There’s probably no one in the blogosphere whose views are closer to mine on macro issues, and yet the field is so complex that even Nick and I frame fundamental issues slightly differently.  Consider this paragraph:

Monetarists think the medium of exchange is distinctive for a variety of reasons. With any other good or asset, when people want more they must buy it. If they want more money, however, they can simply refrain from buying other things, a drop in spending characteristic of a recession. Similarly, if any other asset or good is in hot demand, its price will rise until the demand is quenched. But because everything is priced in money, it has no price of its own. It can rise in value only if the price of everything else falls, a deflationary pressure also characteristic of recessions.

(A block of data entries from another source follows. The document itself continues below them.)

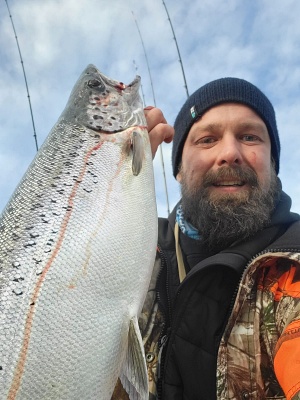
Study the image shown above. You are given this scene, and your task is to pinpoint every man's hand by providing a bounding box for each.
[144,106,174,158]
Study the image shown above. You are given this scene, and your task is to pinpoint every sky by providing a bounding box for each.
[0,0,300,216]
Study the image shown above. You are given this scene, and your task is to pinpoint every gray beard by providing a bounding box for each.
[181,163,281,252]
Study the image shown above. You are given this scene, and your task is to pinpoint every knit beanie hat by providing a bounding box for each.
[172,78,280,178]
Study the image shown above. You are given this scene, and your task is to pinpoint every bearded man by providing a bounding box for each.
[113,78,300,400]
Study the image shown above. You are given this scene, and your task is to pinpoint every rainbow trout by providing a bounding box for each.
[0,65,157,400]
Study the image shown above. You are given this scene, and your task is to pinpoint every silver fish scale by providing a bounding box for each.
[0,67,157,400]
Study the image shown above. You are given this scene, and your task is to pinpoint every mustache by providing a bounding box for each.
[202,166,259,188]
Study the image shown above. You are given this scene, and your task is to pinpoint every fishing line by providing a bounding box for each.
[131,11,170,215]
[162,0,190,98]
[5,0,39,151]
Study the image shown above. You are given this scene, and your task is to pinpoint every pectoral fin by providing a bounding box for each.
[120,317,149,400]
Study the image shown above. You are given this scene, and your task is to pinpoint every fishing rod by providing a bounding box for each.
[131,11,170,215]
[133,60,146,107]
[5,0,39,151]
[162,0,190,98]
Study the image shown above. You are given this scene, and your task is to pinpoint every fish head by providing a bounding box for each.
[63,65,146,133]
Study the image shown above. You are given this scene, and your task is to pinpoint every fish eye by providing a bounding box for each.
[88,79,101,87]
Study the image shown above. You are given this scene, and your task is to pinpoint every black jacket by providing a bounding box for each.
[157,193,300,400]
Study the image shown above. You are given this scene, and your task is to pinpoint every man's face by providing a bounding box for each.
[177,103,271,199]
[177,103,281,251]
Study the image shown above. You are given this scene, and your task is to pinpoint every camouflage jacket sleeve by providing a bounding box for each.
[111,255,163,400]
[271,263,300,400]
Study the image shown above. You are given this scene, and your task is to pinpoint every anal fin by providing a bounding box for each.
[120,317,149,400]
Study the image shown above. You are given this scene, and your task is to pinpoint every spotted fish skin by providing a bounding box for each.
[0,65,157,400]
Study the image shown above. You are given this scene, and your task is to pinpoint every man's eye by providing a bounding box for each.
[197,136,216,145]
[242,135,259,142]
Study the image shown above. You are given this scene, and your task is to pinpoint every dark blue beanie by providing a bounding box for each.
[172,78,280,178]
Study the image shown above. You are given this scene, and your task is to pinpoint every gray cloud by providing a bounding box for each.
[0,0,300,215]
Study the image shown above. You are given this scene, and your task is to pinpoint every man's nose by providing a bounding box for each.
[217,137,242,166]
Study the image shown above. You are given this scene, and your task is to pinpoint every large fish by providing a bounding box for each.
[0,65,157,400]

The first half of the paragraph discusses money as a medium of exchange and the second half focuses on money as a medium of account.  I don’t want to overdo that distinction; the medium of exchange and the medium of account are usually identical.  But it does represent a subtly different way of framing the problem.

It seems to me that Nick’s model of a business cycle has two key components, sticky prices and bouts of excess demand for the medium of exchange.  That model allows one to go directly from monetary shocks to fluctuations in real output.

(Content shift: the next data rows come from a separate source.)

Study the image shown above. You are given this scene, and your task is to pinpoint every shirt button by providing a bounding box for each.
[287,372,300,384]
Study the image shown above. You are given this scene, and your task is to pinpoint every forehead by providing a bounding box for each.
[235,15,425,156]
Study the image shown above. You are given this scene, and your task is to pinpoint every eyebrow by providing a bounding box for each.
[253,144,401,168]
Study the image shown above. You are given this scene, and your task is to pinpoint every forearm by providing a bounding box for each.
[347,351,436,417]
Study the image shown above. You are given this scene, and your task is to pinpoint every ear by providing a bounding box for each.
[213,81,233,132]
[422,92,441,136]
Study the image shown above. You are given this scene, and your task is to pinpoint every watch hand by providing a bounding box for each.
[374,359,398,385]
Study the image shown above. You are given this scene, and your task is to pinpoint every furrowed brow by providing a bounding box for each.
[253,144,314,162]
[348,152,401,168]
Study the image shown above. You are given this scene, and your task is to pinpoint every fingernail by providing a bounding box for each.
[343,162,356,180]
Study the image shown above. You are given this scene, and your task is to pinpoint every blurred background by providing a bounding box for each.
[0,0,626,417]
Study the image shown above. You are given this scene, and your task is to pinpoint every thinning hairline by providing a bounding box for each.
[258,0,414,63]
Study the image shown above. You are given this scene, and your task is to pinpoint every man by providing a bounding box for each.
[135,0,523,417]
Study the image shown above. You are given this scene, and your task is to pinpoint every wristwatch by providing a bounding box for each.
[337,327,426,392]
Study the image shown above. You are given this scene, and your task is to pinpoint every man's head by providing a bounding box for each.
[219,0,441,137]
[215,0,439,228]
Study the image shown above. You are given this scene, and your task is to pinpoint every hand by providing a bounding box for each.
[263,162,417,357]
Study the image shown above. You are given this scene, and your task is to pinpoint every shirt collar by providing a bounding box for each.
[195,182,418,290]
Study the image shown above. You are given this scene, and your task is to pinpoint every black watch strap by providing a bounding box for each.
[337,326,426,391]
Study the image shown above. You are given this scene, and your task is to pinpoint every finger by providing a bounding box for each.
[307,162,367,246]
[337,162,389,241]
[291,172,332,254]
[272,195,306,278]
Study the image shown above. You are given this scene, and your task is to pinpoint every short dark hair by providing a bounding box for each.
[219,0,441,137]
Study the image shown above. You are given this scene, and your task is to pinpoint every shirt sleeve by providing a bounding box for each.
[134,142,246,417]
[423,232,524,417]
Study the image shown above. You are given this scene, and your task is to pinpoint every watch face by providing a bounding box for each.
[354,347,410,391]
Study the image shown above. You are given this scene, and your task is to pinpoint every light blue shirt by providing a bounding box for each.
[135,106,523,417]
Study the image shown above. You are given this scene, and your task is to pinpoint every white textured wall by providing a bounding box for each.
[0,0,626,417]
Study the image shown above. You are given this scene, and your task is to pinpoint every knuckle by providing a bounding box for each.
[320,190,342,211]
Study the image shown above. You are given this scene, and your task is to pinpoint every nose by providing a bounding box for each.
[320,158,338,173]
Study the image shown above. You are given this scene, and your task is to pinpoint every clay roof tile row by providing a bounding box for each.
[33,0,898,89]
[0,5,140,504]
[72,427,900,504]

I view that model as being superior to 99% of the other macro models out there, but nonetheless prefer a slightly different way of framing the problem.  My approach is a sort of two-step process.  I start with flexible prices, and then first try to model NGDP cycles.  I argue that changes in the money market (medium of account) cause fluctuations in NGDP because the nominal price of money is fixed and hence the only way for the value of money to adjust is for NGDP to change.  But it’s not yet a business cycle model, just an NGDP cycle model.

In stage two I add sticky wages.  Now fluctuations in NGDP lead to similar changes in RGDP, but only in the short run (when wages have not yet fully adjusted.)

If we try to compare approaches, it’s surprisingly difficult to tease out the essential differences.  And not just between Nick and I, but also between our views and standard New Keynesian models.  Or Milton Friedman’s monetarism.  Or Leland Yeager’s vision.  Or Ralph Hawtrey’s vision.  Or Irving Fisher’s.  In some cases we are using different language to talk about the same underlying concept (monetary instability), or differentiating between things that might be different in principle but almost never are in practice, or we are disagreeing about the relative importance of wage and price stickiness, even while recognizing that each one matters.

A philosopher once said, “That which has no practical implications, has no philosophical implications.”  One reason I believe our two approaches are quite close is that I can’t see any real world examples of where our two views have different practical implications.  A second reason is that our critiques of non-monetarist models are often quite similar.  (The don’t pay enough attention to money, they misinterpret interest rates, etc.)

PS.  I was discouraged to read this:

Indeed, Mr Rowe attributes part of his success as a teacher to his shortcomings as a mathematician. He quotes Joan Robinson, another clear expositor of macroeconomics: “I never learned maths, so I had to think.” Because the answers did not leap out at him from the equations, he had to dwell on the economic behaviour underneath the algebra.

Shortcomings?  Compared to me, Nick is a Field Prize candidate.